Wednesday, October 30, 2013

ANC Official Tokyo Sexwale Arrested at JFK Airport in New York

Editorial Comment: Zimbabwe, the struggle continues

October 30, 2013 Opinion & Analysis

THE saga that saw senior ANC member, and South African businessman Tokyo Sexwale being arrested at the JFK International Airport in New York for being on the US terrorist watch list should open the eyes of the progressive world to the criminal nature of US sanctions.

Sexwale and fellow ANC comrades were placed on US sanctions by the Reagan administration at the height of the anti-Apartheid struggle in South Africa.

They were just progressive black men demanding a stake in the country of their birth but the US would have none of that, and considered them terrorists for daring to challenge the repressive regime of P. W Botha.

To make matters worse, the ANC leadership was put on sanctions at a time the US government was busy circumventing legal, UN sanctions that had been imposed on the racist Smith regime in the wake of its Unilateral Declaration of Independence.

When Smith made his Unilateral Declaration of Independence on November 11 1965, the progressive world was naturally outraged and the UN Security Council promptly responded by slapping the Smith regime with a raft of sanctions beginning that year till the brief restoration of British rule in December 1979.

Though the terms of the sanctions forbade trade or financial dealings with Rhodesia, the US supported the beleaguered settler regime regardless and covertly channelled assistance through apartheid South Africa.

US allies among them Portugal — then under Marcello Caetano, Israel, and Iran then under the US proxy — Shah Mohammed Reza Pahlavi — also assisted and traded with Rhodesia.

In an attempt to bypass the UN sanctions, the US passed the so-called Byrd Amendment in 1971 and continued to buy chrome from Rhodesia in violation of the UN sanctions arguing that the mineral was a strategic raw material yet it went on to adorn the chrome-plated bumpers of America’s monstrous vehicles.

As if that was not enough, Washington also contributed to the establishment of an armaments industry in Rhodesia that enabled the Rhodesian Front to decimate over 50 000 black Zimbabweans whose only “crime” was daring to demand black majority rule.

The US also provided the technical knowledge and support, again through apartheid South Africa, toward establishing the 700-kilometre Border Minefield Obstacle along Zimbabwe’s borders with Zambia and Mozambique in an attempt to stop aspiring cadres from crossing to training camps and to blow-up trained combatants who were crossing back into Zimbabwe.

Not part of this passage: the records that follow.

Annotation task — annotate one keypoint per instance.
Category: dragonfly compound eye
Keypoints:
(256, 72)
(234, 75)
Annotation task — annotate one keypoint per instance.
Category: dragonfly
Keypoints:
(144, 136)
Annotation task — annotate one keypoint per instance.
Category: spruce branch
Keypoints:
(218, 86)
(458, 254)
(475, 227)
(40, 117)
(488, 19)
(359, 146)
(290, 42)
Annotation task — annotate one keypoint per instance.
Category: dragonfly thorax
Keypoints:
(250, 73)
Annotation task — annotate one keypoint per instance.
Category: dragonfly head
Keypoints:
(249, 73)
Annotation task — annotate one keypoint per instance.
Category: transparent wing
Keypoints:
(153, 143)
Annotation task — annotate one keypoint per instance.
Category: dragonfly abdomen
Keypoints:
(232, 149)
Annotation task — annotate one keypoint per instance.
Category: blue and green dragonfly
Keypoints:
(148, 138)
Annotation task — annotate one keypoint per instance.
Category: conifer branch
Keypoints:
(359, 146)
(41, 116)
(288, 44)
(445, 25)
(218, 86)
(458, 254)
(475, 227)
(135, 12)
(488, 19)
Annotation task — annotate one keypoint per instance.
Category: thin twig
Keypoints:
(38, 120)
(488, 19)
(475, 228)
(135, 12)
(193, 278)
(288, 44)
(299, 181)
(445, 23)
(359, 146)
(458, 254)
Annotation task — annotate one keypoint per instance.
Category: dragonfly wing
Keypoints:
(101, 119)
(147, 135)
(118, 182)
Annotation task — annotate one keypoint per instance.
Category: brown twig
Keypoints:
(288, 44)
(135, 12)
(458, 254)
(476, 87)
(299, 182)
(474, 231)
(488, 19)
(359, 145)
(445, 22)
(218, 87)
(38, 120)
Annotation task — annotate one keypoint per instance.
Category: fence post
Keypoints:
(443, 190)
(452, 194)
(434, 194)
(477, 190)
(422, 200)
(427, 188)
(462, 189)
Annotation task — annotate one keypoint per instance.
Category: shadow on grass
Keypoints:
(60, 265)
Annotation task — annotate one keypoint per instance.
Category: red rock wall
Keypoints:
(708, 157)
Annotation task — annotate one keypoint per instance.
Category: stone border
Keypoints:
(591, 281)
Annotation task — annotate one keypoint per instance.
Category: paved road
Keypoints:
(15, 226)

Furthermore, other American mercenaries and US servicemen joined the Rhodesian Security Forces ranks, with many of them bringing back to Rhodesia military ideas and concepts from Vietnam where the US had just been routed in 1975.

As such US actions have always been against causes that advance the lot of the black man in Africa.

Sanctioning the ANC leadership, and cavorting with the apartheid regime no doubt delayed the advent of democracy in South Africa, the same way US sanctions-busting moves in Rhodesia served to delay the dawn of independence at a cost of over 50 000 innocent lives.

Today the same duplicitous US regime is on our throats for daring to transform our independence from the political to the economic dimension, and we hope the ANC leadership, and the rest of the progressive world will join us in urging this global bully to leave us to chart our destiny in peace.

It is quite instructive that we have never heard a report that any of the apartheid South Africa top brass was harassed at JFK.
More so the likes of Sexwale are being harassed at a time former South African president Nelson Mandela’s statue is set to be erected in Washington, the seat of the US government.

The question then becomes, what is it that Mr Mandela did, that Tokyo and other ANC comrades who are still on US sanctions didn’t do?

We will not attempt to answer that question serve to say Mr Mandela was only taken off the sanctions list ahead of his 90th birthday in July 2008, when he had become a mascot for perceived political correctness in the eyes of the western world.

As Zimbabweans, we choose to die on our feet than live on our knees, the struggle continues.